時は世紀末。混沌とした時代に生まれた1頭のサラブレッド。孤独を背に”王道”を突き進むその姿は、強く、速く、何より美しい。そしてその気高さに全てが平伏(ひれふ)す。荘厳なオペラの歌声が響き渡る中、天は裂け、光は満ち、今ここに孤高の覇王「テイエムオペラオー」降臨!
テイエムオペラオー最大の武器。それは神から授かりし心臓だ。それは突然変異と言っても過言では無かった。オペラオーの心臓の大きさは競走馬の平均のなんと1.5倍。1回の拍動で送られる血液量は1.8倍。大きく強靭な心臓が極限の心肺機能を生み出すのだ。そして、上昇した心拍数を元に戻す副交感神経の働きは平均の2~3倍。疲労により体内に溜まる乳酸の量は通常より20~30%少なかった。つまりオペラオーは驚異的に疲れにくいタフな心臓と肉体を持っていたのだ。これを武器に長く王として君臨する事となる。
そんなオペラオーもクラシックは1冠に終わった。1999年皐月賞では後のダービー馬アドマイヤベガ、後の菊花賞馬ナリタトップロードを大外から豪快に差し切りG1初戴冠を果たす。しかし、続くダービーでは鞍上の早仕掛けにより3着、菊花賞では今度は仕掛け遅れにより届かず2着。鞍上和田竜二騎手のミス騎乗とメディアに叩かれた。当時無名の若干22歳の若者には荷が重かった。しかし、燻(くすぶ)っていたオペラオーの真の力は翌年、迷いを断ち切った鞍上と供に覚醒してゆく。
世紀末最後の年、西暦2000年。この年、1年に及ぶ長き間、覇王の統治が始まる。陣営から「今年は絶対に負けるな!」と檄が飛ぶ中、緒戦となる2月のG2京都記念で10力月振りの勝利。これを皮切りに、日本競馬史に残る快進撃が開始された。続く3月のG2阪神大賞典で重賞連覇を飾ったオペラオーは、4月のG1天皇賞春で勝利。6月のG1宝塚記念では永遠のライバルとなるメイショウドトウをクビ差で撃破した。さらに秋にはG2京都大賞典を快勝。そしてG1天皇賞秋、ジャパンCをいずれもメイショウドトウを2着に下し、これで7連勝を飾る。
しかし年間無敗記録まであと1勝と迫ったオペラオーに立ちはだかったのがG1有馬記念。勝利の女神が罠を仕掛ける。スタート直後からスローペースで馬群に包まれ苦しい展開。直線を向いても全く前が開く気配は無い。四面楚歌の包囲網。前との差は10馬身。もう無理だ。中山が悲鳴に包まれた次の瞬間、僅かに開いた”王道”、その間隙を突くように、馬群の真ん中をこじ開けて来たオペラオー。それは神々しい輝きを放った覇王の真の姿だった。ハナ差20cmの逆転劇。こうして、この年オペラオーは8戦8連勝、内G1、5勝のパーフェクトな成績を残した。そしてこれは史上初の古馬中長距離G1戦完全制覇となった。

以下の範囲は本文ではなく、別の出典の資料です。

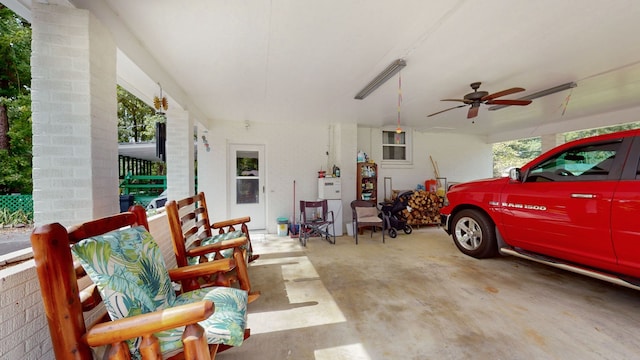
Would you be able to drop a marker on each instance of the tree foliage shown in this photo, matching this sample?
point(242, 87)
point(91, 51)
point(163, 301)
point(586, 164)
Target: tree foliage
point(15, 103)
point(136, 119)
point(516, 153)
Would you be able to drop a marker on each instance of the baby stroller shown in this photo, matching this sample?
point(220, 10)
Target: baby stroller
point(393, 211)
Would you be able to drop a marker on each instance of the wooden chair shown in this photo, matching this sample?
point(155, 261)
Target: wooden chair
point(316, 220)
point(366, 214)
point(194, 242)
point(78, 323)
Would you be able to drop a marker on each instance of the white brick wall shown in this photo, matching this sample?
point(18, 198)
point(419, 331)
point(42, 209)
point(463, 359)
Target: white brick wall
point(74, 116)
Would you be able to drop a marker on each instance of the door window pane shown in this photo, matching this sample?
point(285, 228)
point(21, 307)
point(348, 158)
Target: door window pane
point(247, 181)
point(247, 191)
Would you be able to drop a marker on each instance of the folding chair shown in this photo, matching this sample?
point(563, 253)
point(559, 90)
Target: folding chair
point(366, 214)
point(316, 220)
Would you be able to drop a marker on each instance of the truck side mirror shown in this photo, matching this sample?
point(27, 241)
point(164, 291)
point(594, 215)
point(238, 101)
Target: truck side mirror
point(515, 175)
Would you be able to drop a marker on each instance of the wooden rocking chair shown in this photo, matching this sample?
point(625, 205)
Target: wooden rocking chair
point(107, 248)
point(194, 242)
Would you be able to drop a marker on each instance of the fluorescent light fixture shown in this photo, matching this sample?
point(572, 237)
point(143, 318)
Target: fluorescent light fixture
point(542, 93)
point(385, 75)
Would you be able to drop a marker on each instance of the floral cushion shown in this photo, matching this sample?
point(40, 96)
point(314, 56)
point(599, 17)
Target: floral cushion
point(226, 253)
point(128, 268)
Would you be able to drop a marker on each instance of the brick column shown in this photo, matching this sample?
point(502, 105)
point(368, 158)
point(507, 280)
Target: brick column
point(74, 105)
point(180, 154)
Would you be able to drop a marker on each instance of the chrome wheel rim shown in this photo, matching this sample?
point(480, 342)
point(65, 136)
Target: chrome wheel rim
point(468, 233)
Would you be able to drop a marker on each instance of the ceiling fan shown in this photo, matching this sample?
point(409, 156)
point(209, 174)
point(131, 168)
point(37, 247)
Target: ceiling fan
point(476, 98)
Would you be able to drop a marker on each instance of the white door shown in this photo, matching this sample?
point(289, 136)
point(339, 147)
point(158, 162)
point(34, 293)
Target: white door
point(247, 183)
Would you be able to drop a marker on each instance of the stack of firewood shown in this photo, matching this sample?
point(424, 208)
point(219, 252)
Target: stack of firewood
point(425, 208)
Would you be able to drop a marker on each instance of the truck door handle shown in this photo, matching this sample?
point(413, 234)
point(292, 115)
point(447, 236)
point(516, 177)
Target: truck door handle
point(583, 196)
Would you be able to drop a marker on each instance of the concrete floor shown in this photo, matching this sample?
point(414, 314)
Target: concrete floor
point(417, 297)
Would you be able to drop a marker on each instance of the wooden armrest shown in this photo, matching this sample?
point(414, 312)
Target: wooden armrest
point(131, 327)
point(236, 221)
point(202, 269)
point(222, 245)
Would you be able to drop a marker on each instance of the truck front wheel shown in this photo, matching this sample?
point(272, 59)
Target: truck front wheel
point(474, 234)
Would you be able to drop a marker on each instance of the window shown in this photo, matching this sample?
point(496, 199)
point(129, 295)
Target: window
point(396, 147)
point(590, 162)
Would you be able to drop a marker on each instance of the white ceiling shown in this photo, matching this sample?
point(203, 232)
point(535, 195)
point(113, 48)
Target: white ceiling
point(303, 61)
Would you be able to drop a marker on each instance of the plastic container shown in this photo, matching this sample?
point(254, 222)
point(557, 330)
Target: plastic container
point(431, 185)
point(283, 226)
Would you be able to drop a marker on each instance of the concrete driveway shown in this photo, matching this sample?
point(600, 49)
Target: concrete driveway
point(417, 297)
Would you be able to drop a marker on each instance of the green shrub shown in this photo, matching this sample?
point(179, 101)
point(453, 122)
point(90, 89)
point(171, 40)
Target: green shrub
point(9, 219)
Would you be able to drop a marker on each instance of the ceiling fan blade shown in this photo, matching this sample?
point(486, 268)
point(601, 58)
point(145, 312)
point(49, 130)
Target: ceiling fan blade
point(473, 112)
point(508, 102)
point(501, 93)
point(460, 100)
point(439, 112)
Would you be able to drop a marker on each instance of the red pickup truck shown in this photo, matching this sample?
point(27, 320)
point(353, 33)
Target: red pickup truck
point(574, 207)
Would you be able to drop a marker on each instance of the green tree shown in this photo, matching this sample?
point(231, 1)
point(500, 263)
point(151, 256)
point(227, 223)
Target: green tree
point(599, 131)
point(15, 103)
point(514, 153)
point(136, 119)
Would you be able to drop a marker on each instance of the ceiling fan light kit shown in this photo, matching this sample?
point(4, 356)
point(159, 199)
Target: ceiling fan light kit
point(542, 93)
point(385, 75)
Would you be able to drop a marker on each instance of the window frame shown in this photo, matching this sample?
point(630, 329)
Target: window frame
point(408, 146)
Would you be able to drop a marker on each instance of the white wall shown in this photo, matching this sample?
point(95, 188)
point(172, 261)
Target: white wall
point(296, 152)
point(292, 153)
point(451, 152)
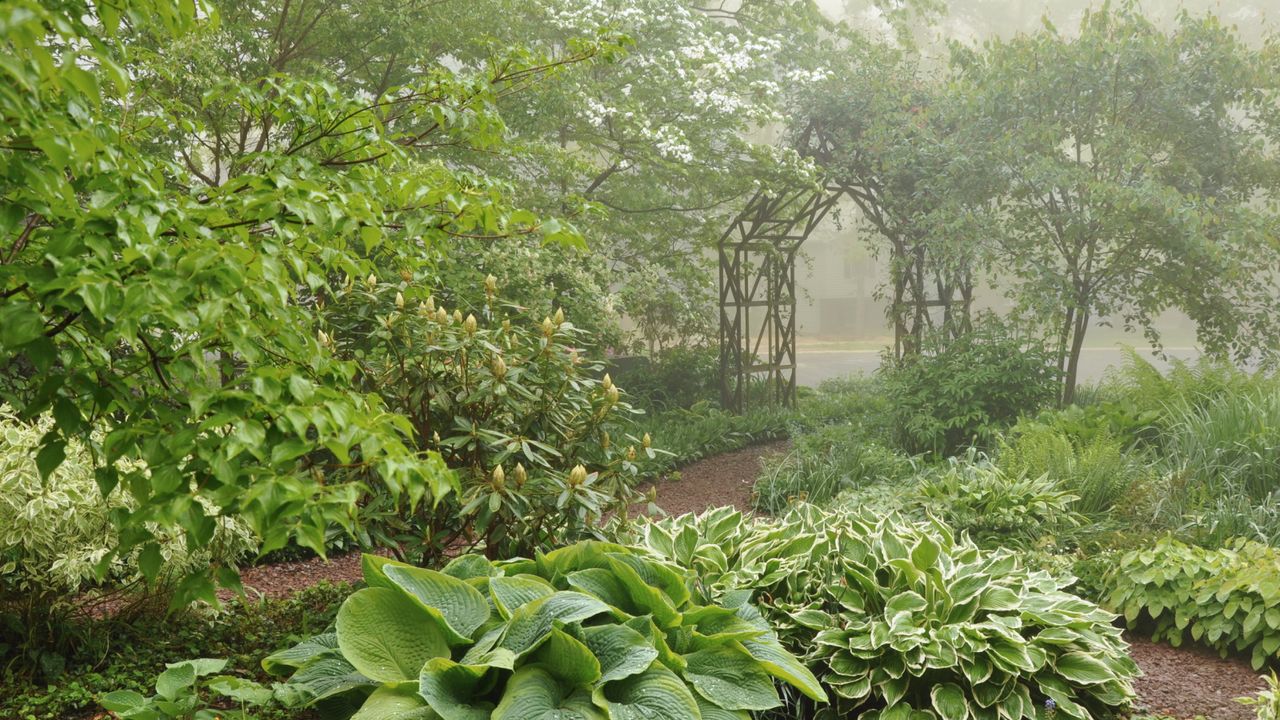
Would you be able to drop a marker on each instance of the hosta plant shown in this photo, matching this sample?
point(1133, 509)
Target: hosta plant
point(903, 618)
point(588, 632)
point(1226, 598)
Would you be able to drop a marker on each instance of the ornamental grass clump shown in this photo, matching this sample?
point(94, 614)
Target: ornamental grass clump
point(901, 618)
point(586, 632)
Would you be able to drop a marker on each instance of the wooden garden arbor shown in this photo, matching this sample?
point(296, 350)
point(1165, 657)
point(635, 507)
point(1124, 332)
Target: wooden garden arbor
point(758, 285)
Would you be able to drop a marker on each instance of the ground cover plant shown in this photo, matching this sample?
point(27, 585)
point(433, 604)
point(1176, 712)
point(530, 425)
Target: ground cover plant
point(1228, 598)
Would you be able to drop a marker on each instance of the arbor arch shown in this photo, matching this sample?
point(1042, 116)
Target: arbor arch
point(758, 286)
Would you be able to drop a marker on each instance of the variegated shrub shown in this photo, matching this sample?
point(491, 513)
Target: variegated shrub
point(901, 619)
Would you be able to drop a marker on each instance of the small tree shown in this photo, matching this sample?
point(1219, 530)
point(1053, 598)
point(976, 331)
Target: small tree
point(1134, 176)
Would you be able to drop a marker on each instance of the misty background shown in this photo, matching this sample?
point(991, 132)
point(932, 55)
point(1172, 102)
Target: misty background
point(841, 317)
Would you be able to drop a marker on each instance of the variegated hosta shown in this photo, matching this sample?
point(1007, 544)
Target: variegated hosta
point(904, 618)
point(588, 632)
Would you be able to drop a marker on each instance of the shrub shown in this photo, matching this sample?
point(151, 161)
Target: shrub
point(900, 616)
point(672, 378)
point(540, 438)
point(56, 541)
point(1098, 472)
point(965, 391)
point(823, 464)
point(995, 507)
point(1267, 701)
point(588, 630)
point(1228, 598)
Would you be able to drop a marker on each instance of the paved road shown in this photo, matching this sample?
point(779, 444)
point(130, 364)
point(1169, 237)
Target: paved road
point(817, 365)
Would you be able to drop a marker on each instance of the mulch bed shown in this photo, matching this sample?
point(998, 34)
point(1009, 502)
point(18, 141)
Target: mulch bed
point(1180, 683)
point(723, 479)
point(1189, 682)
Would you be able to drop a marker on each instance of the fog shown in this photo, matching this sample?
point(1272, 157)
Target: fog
point(842, 319)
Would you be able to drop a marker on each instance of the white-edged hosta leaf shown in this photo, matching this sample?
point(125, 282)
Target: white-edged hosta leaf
point(785, 666)
point(387, 636)
point(949, 701)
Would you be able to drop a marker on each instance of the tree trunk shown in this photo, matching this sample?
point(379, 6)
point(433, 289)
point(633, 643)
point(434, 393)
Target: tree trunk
point(1073, 367)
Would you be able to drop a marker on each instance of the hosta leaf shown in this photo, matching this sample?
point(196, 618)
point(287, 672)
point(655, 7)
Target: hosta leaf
point(301, 654)
point(515, 592)
point(387, 636)
point(533, 623)
point(458, 606)
point(568, 660)
point(1083, 669)
point(785, 666)
point(730, 678)
point(533, 693)
point(398, 701)
point(717, 712)
point(621, 651)
point(654, 695)
point(949, 701)
point(451, 689)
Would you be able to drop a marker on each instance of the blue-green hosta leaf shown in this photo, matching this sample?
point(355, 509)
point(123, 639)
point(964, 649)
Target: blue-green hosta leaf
point(1083, 669)
point(451, 689)
point(511, 593)
point(533, 623)
point(301, 654)
point(730, 678)
point(321, 678)
point(457, 605)
point(782, 665)
point(711, 711)
point(645, 597)
point(654, 695)
point(387, 636)
point(533, 693)
point(467, 566)
point(397, 701)
point(568, 659)
point(606, 586)
point(949, 701)
point(621, 651)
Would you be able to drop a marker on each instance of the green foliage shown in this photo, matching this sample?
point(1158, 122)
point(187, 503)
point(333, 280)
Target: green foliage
point(182, 691)
point(964, 391)
point(824, 463)
point(673, 378)
point(1226, 598)
point(1100, 473)
point(127, 654)
point(1267, 701)
point(588, 630)
point(997, 507)
point(169, 231)
point(897, 616)
point(539, 440)
point(56, 536)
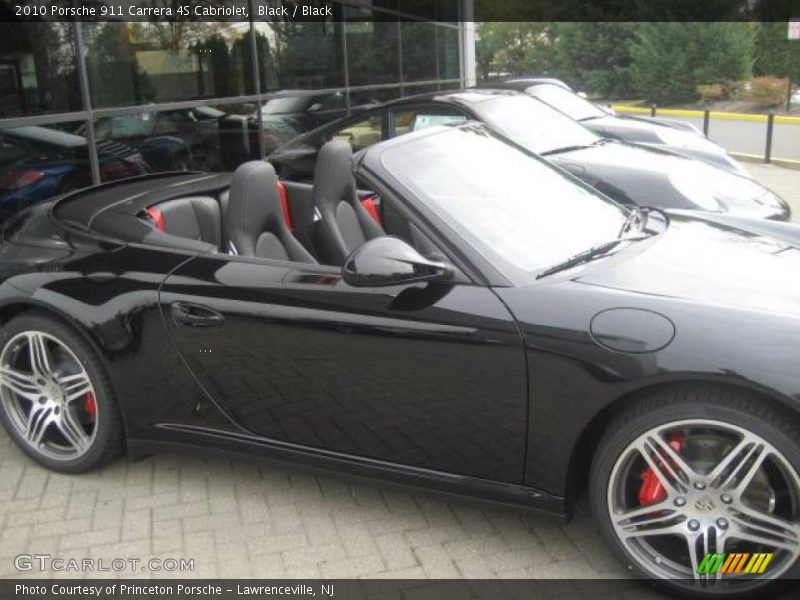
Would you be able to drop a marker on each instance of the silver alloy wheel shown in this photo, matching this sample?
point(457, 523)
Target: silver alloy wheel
point(724, 489)
point(47, 396)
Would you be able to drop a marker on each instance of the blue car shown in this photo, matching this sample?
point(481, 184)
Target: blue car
point(37, 163)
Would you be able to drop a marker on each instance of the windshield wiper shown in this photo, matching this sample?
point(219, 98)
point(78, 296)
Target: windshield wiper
point(632, 231)
point(581, 258)
point(598, 142)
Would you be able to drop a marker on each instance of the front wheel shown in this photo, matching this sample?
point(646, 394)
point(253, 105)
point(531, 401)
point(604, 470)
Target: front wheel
point(700, 490)
point(56, 401)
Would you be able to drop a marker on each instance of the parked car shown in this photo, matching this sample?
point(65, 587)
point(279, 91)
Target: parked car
point(629, 173)
point(544, 340)
point(38, 162)
point(175, 140)
point(676, 136)
point(284, 116)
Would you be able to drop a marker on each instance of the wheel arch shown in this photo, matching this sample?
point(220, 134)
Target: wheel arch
point(583, 451)
point(15, 308)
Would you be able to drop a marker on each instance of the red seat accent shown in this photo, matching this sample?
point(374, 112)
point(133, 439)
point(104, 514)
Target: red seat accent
point(369, 205)
point(287, 217)
point(156, 217)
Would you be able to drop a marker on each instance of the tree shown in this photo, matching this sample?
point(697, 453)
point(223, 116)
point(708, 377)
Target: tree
point(669, 60)
point(596, 56)
point(515, 48)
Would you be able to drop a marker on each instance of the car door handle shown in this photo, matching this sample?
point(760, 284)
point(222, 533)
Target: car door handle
point(195, 315)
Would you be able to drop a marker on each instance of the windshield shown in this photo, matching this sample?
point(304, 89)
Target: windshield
point(533, 124)
point(512, 207)
point(567, 102)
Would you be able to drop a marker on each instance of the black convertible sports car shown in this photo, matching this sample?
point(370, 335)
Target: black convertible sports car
point(630, 173)
point(496, 328)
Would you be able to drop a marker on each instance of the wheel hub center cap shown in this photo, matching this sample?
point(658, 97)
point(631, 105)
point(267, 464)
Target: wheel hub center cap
point(53, 391)
point(704, 504)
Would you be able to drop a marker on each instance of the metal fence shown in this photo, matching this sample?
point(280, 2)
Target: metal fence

絶体絶命の状況をも打破する驚異的な勝負根性、そして切れる上に息の長い末脚を繰り出す覚醒したオペラオーはもはや手がつけられない強さだった。
時は流れ、長く王として君臨したオペラオーにも幕引きの時は訪れる。永遠のライバル、メイショウドトウとの合同引退式。何という粋な計らいだろうか。実はドトウは2001年宝塚記念でG1初制覇を果たしている。奇しくも、そのレースが戦友オペラオーを2着に破った記念すべき悲願のレースだった。こうして、一時代を築いた2頭の名馬が、惜しまれつつもターフを去っていった。
テイエムオペラオー 生涯成績(14.6.3.3)
そして同時に、オペラオーは生涯獲得賞金18億3518万円の世界レコード保持者となった。この記録は今現在も破られていない。。
類い稀な心肺機能を武器に、長きに渡り王座に君臨してきたオペラオー。そんな彼が守り続けたもの、それは追いかけてくる者のいない孤独だったのかも知れない。孤高の覇王、テイエムオペラオー。哀愁のオペラの歌声が響き渡る中、今静かに幕が降りる。。